VoIP Telephones create a more professional image if home-working employees can make and receive telephone calls on the office number, avoids poor quality calls from mobiles, and makes expenses easier to deal with. Voice over Internet Protocol technologies can be a useful way of making these connections.
4. Ensure you have a seamless email system.
With the vast majority of business communications now taking place via email, it is essential that home workers are able to pick up and send emails working from home as if they were in the office using webmail or other Outlook connection options.
A connected email service provides quality and secure email communications for teams, but also the importance of an outward facing, professional look for the business.
5. Internal communications tools.
Working from home requires keeping a finger on the pulse. Therefore, there needs to be a central communications network for sharing files, keeping up to date on tasks/projects and meeting with teams to discuss the progress of projects. This requires a digital communications tool like Microsoft Teams, Asana or Slack.
These tools are often used in the office now, anyway as a form of liaising with third party supplies, as well as communicating with internal teams in different departments rather than picking up a phone. Businesses have become far more efficient in their daily operations as a result of the use of internal communication platforms. However, this must be managed by teams as the opportunity for reducing productivity is heightened if these tools are overused.
6. Decide between using a VPN connection or a Virtual Workstation interface.
A Virtual Private Network (VPN) is a means of connecting external machines to your network using the internet. Your home workers can log in and connect directly to the office network from home, keeping your data secure in the process.
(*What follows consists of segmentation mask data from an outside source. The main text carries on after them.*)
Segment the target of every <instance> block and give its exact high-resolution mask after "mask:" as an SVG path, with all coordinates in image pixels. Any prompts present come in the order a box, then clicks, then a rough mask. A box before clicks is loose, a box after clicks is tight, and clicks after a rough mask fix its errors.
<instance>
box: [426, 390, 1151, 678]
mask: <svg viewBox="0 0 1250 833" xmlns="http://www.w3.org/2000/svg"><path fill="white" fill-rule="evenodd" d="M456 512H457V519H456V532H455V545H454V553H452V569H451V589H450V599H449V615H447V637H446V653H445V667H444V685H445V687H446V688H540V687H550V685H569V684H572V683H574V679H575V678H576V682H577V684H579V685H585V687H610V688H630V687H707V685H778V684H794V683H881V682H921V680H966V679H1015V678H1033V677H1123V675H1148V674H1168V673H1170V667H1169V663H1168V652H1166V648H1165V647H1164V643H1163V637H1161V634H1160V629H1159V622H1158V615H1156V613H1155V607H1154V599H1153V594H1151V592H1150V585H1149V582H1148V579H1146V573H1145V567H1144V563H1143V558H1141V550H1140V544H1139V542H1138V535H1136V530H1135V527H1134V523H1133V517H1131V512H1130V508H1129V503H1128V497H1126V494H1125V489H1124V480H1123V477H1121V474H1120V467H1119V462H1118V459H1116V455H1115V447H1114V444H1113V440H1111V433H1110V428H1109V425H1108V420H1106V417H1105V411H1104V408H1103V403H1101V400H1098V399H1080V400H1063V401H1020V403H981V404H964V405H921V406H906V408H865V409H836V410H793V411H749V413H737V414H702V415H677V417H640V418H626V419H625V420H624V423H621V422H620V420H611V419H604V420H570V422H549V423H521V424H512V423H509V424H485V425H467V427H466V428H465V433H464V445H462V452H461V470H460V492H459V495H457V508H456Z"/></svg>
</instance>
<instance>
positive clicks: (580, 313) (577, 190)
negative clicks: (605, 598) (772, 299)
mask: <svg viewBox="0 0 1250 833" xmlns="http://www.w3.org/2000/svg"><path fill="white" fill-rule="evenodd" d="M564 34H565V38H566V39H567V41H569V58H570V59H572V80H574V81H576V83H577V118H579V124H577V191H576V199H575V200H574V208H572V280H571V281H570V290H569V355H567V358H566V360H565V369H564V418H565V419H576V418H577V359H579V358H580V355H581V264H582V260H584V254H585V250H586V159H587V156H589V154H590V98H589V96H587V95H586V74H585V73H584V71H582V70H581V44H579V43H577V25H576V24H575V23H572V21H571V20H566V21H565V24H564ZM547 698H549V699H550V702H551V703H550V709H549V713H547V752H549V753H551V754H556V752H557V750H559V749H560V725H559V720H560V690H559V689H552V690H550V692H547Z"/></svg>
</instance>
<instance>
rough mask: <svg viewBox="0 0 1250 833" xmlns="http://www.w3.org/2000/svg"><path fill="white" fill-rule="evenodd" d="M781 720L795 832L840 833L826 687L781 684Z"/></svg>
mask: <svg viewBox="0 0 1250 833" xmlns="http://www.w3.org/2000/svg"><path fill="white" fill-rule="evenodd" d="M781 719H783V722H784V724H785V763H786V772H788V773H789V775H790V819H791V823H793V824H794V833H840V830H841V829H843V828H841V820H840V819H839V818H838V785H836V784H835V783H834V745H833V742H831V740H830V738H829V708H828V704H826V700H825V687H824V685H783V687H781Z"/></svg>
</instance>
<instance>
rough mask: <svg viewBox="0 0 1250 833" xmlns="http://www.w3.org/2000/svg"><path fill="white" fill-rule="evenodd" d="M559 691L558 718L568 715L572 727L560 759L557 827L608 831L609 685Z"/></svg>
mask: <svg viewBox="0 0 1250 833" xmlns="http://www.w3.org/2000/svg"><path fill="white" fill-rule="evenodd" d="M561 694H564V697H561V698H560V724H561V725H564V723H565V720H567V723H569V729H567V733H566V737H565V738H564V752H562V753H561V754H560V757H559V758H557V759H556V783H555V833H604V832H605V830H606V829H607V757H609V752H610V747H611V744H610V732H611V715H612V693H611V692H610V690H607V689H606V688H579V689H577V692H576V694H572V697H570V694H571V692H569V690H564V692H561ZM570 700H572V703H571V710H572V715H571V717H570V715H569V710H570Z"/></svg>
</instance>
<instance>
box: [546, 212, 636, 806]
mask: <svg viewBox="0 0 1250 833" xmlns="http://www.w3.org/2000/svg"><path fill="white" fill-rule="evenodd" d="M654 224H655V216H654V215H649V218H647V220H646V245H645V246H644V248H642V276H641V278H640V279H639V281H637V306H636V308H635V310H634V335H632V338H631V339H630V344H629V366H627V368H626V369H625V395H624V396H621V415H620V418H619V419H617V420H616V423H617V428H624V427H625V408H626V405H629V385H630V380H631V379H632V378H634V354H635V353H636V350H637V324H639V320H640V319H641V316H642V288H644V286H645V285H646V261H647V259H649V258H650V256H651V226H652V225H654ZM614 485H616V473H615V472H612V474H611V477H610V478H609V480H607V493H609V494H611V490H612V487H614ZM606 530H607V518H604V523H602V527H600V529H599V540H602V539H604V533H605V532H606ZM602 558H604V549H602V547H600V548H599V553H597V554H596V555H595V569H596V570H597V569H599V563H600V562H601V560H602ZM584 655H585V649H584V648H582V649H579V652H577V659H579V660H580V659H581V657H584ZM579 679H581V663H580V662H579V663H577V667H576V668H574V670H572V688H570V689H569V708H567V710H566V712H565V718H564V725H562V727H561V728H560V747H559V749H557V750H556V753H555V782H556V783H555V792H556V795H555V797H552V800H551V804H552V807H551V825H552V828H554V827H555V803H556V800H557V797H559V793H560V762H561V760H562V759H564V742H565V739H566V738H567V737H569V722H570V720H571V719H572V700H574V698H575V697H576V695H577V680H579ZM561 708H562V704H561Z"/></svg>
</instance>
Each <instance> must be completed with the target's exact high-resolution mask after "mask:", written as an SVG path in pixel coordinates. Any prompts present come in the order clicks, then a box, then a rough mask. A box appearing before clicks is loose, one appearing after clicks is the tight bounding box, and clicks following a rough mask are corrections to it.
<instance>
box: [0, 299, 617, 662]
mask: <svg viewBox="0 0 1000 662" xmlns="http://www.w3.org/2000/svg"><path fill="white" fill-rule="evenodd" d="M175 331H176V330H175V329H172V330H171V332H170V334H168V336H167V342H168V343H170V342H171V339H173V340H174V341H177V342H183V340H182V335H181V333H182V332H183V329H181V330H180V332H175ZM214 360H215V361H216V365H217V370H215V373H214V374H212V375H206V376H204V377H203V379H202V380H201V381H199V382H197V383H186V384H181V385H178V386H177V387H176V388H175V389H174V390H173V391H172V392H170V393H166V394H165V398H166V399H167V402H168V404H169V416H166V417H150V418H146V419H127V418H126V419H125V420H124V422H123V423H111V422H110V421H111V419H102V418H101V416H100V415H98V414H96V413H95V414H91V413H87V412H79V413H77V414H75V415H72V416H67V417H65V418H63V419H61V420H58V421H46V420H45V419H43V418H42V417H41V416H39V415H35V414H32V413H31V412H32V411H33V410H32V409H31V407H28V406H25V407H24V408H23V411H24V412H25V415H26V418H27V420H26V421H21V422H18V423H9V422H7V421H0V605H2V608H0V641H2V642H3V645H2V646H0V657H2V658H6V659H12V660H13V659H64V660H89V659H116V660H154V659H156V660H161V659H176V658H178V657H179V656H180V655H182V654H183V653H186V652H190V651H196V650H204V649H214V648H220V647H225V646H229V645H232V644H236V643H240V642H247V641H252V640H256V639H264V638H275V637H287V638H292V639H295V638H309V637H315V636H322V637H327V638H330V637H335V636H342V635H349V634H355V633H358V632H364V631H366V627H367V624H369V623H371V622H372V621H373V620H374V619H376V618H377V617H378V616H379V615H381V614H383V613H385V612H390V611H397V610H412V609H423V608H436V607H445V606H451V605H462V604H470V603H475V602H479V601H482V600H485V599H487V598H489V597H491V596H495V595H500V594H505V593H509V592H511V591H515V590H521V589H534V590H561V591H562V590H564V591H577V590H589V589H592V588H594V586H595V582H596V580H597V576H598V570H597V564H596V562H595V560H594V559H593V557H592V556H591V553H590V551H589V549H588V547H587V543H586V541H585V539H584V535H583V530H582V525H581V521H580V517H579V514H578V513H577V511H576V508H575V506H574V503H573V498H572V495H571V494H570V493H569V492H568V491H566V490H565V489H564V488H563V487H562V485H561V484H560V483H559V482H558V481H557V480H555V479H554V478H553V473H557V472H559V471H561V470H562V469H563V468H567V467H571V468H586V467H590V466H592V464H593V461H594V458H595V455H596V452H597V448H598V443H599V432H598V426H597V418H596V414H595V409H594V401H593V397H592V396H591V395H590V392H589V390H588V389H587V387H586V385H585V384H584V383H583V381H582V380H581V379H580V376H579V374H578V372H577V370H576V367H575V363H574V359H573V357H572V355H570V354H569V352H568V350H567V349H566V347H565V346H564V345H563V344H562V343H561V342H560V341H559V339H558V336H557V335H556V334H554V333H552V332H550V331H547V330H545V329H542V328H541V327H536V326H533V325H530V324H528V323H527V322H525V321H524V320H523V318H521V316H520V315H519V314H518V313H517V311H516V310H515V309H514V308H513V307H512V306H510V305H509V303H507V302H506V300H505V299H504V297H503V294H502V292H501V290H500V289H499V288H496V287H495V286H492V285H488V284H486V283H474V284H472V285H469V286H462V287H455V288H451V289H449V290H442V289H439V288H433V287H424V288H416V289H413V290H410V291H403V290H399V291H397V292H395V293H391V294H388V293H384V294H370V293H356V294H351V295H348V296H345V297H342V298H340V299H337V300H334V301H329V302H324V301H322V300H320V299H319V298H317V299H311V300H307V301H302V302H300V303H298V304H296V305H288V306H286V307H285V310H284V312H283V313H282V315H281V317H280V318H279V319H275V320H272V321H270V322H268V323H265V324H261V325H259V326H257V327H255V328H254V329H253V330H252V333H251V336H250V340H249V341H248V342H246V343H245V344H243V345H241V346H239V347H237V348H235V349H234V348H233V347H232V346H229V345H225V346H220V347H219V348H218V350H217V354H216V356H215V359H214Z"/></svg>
A Virtual Workstation, on the other hand, can be set up on the office server and home workers connect to it using a web interface without the need for a VPN connection. A major advantage of a Virtual Workstation is that it can used from any location and with any hardware, so you do not have to spend time setting up individual machines and is available for everyone to use.
7. Consider giving everyone a work laptop.
There is substantial value in assigning everyone a portable work laptop that they can take from work to home. It is set up the way they want it to be, and there is no risk of saving a document on to a home computer or having to compete for time on the computer with other members of the family.
8. Find a solution to the document-sharing challenge.
Sending documents everywhere via email slows down the systems, eats up your storage, and creates a version-control nightmare. If employees are going to work effectively from home, you have to create systems and policies that enable them to share documents from the office network. Most small businesses do this by creating shared network drives either on the office server or in the cloud, using applications such as Docushare, Dropbox, Skydrive or Google docs.